Miles calls for the next person in line and the woman shuffles ahead. They talk as his fingers click on the computer, but their voices sound far away. Behind my eyes I can see Miles. How he’ll gag from the pills. How he’ll mix them with alcohol for a lethal combination. And how he’ll lie crying on his bed, twisting in agony before he dies.
“Next.”
I hear it but I don’t move. I almost can’t. But the Need is there, forcing me to do this. I gasp and step forward, keeping my eyes toward the ground.
“How can I help you?” Miles asks, but his tone is cautious. I wonder if I look like an addict. With incredible effort I lift my gaze and stare at him, his light.
“Don’t do it,” I murmur. A new pain burns into my back and I wonder if the skin there is peeling off. It makes me whimper.
“Excuse me?” Miles says. “Look, do I need to call the cops?”
Cops? My fists ball up and I feel angry. The Need puts me in these situations, makes me do these things. I’m not a drug addict and I’m not the one planning to kill myself tonight. So he can save his judgments for somebody else. Somebody who’s not melting away because she has to help him.
I lean in, my mouth tight. “I know what you’re planning to do, Miles. I know about you and Gillian. And about the pills you have stuffed in your pocket.”
And suddenly, unlike my usual Needs, who move away, staring and freaking out, Miles reaches to grab my arm and pulls me toward him. He twists my wrist at an odd angle and I fear he’s going to snap it as he hisses in my ear.

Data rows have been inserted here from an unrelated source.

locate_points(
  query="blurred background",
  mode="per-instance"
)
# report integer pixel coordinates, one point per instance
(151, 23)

“Was it you? Are you the one who told my wife?”
“Let go,” I say, my head swimming, trying to find the words that’ll get through to him. “You need help.”
He drops my hand and steps back from me. His features are tense, scared. “Get out of here,” he says. But nothing has changed and I know I can’t leave yet.
“Please,” I start to say, when a new person walks into my line of sight. She’s illuminated slightly, just enough so that I can see her. The redhead from my vision. She’s working in between the rows of pills, a clipboard in her hand. She glances at me and I gape at her in surprise.